If this keeps happening, try new batteries. It appears that driving the USB port draws a lot of power and the HP will sometimes start having USB problems even before the low-battery indicator comes on.
|Background: About USB and the HP49G+ and other HP calculators||Back to Top|
First, you should know that your HP49G+ or HP39G+ isn't what it appears to be. It appears to be the latest in a line of calculators going back many years and it appears to be using the latest revision of the calculator operating system that HP has been refining for all that time. But this is not the case.

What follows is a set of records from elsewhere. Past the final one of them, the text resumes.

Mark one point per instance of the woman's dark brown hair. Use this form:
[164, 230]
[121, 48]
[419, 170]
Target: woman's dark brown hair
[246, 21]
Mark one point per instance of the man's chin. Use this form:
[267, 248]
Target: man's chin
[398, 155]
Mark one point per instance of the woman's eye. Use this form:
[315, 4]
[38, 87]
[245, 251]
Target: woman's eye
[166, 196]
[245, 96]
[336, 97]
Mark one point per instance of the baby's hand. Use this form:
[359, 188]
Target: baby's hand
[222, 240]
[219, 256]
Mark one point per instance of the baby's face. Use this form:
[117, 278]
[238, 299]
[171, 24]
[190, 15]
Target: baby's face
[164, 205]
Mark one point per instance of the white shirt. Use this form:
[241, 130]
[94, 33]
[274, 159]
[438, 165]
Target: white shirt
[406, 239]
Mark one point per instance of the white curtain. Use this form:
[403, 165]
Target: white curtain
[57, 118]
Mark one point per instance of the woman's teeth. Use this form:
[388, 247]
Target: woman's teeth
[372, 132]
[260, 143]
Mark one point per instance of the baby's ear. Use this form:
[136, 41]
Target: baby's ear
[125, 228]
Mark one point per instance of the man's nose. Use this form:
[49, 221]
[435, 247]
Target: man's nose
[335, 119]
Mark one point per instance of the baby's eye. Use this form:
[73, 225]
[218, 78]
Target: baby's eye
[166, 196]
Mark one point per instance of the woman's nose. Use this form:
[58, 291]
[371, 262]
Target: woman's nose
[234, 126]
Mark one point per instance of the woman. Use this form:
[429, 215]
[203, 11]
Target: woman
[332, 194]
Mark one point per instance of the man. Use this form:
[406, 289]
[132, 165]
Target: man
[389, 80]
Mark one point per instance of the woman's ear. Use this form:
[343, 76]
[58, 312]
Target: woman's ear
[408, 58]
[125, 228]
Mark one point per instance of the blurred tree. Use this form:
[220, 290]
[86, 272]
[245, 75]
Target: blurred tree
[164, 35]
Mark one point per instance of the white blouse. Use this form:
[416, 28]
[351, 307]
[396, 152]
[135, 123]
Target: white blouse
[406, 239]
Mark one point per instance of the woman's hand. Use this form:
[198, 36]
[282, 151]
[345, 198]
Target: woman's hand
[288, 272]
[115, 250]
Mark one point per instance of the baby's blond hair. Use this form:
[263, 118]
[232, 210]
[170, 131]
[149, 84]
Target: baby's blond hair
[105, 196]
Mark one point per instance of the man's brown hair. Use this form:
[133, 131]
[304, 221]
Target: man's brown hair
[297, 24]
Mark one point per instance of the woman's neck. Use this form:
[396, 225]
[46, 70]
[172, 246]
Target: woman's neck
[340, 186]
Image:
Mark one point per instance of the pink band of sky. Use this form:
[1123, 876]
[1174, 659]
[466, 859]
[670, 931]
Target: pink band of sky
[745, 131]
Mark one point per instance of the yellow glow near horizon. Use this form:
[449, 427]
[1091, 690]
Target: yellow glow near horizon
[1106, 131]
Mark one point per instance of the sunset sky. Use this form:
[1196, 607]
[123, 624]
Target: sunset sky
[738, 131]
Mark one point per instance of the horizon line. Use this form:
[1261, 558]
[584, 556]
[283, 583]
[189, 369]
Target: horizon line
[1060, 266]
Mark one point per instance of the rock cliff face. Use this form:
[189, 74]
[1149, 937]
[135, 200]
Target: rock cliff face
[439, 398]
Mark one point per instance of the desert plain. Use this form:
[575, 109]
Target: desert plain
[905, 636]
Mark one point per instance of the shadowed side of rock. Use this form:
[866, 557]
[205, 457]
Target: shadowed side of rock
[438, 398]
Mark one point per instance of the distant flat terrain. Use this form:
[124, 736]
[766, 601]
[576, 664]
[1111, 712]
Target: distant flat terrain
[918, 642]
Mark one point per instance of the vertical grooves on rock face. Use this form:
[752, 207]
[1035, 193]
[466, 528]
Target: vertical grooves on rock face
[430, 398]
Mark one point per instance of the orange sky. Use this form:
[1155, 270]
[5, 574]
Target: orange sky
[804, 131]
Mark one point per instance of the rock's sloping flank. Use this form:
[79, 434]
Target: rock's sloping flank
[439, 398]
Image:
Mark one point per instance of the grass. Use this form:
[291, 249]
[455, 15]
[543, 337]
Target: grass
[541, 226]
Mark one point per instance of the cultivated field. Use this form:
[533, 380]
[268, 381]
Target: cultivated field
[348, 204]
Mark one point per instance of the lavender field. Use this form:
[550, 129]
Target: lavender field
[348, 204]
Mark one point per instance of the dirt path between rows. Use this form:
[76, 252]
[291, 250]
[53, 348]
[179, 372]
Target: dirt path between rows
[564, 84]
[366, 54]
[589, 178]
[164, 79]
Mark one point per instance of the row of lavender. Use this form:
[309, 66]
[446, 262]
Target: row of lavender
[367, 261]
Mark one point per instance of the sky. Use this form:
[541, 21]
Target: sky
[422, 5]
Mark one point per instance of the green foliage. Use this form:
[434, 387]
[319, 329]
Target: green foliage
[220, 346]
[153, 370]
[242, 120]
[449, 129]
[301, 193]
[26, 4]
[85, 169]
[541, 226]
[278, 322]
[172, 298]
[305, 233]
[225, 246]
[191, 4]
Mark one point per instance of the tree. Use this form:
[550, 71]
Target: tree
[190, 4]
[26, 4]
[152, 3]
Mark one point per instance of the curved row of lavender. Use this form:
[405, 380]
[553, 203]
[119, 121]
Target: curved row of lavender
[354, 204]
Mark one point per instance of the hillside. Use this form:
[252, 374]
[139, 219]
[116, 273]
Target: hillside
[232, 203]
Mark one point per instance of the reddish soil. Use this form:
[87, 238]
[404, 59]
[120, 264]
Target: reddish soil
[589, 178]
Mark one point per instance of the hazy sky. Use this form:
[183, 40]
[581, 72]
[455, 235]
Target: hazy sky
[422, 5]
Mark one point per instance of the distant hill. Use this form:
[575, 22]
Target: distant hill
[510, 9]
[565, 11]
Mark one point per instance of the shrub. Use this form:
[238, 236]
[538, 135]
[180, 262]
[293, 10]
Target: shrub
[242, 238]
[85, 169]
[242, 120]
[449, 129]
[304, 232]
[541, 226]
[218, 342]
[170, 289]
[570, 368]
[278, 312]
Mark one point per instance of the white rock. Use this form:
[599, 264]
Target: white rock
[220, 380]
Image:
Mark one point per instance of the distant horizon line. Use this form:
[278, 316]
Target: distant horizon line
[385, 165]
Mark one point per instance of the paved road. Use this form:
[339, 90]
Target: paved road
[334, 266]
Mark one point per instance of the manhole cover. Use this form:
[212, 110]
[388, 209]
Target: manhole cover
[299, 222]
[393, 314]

You can (and others have) go on for quite some time about the evolution of HP calculators. But while I find the subject fascinating, this is not the time for it. Instead, let me just say that while the newest generation of HP calculators use the same operating system, and can run the same software, as HP's older models, the new machines are actually based on a completely different processor chip that is emulating the older HP processor.
What this means is that while you think your new HP uses a modern USB interface, capable of transmitting data at eleven megabits per second, your HP thinks that it is communicating via the same kind of four wire RS-232 serial port that the HP48S used and at roughly similar speeds. In addition, it is using communication software that has never been formally documented and which does not seem to have sophisticated error handling.
Worse, the calculators do not identify themselves correctly when plugged into a USB bus. Instead of telling the host Mac or host PC that a RS-232 port has been plugged in, the HP simply identifies itself as a non-standard device. This means that you cannot talk to the new HP calculators using CKermit or sx and rx, the way you can talk to an HP48S. This is why HPConnect is needed.
So, we have a calculator that's expecting to transmit asynchronous data at a few kilobytes per second and it's talking to a computer that's expecting fairly sophisticated semi-synchronous data travelling at over a megabyte per second. Between the two confusion can and does arise. When this happens, either a quirk in the HP's USB chip, or the Mac USB driver software, or both, causes the HP's USB chip to hang. Once this has happened, the only way to reliably restore the connection is to apply the First Rule of Troubleshooting: disconnect the calculator, turn it off, turn it on, plug it back into the Mac, and choose File->Reconnect from HPConnect's menu.
Fortunately, most of the sources of such confusion have been dealt with by carefully coding HPConnect to be tolerant of the slower transfer rates of the HP calculators. The main remaining sources of errors are:
|My ASCII transfers aren't working!||Back to Top|
Unfortunately, ASCII transfers don't work well under many circumstances. First, understand that HP calculators do not store programs and data as ASCII, they store them in binary format. When you ask for an ASCII file from your HP, the first thing it does is run a small program that extracts the binary data and translates it into ASCII and only then will the file be sent to your Mac. This means that ASCII transfers are much slower than binary transfers and, for very large files, there is always a chance your HP will run out of memory when sending the ASCII file.
Similarly, when you send an ASCII file to your HP, the text is sent and then a small program is executed to convert that text into binary form for storage. This can take a long time. Worse, if there is anything wrong with the ASCII file, such as a syntax error or a mis-spelled trigraph the conversion will fail and the partially converted file will be lost - and you won't have any idea what error caused the problem.
For these reasons, I recommend only using ASCII transfers for small files that you are reasonably sure don't have any syntax errors.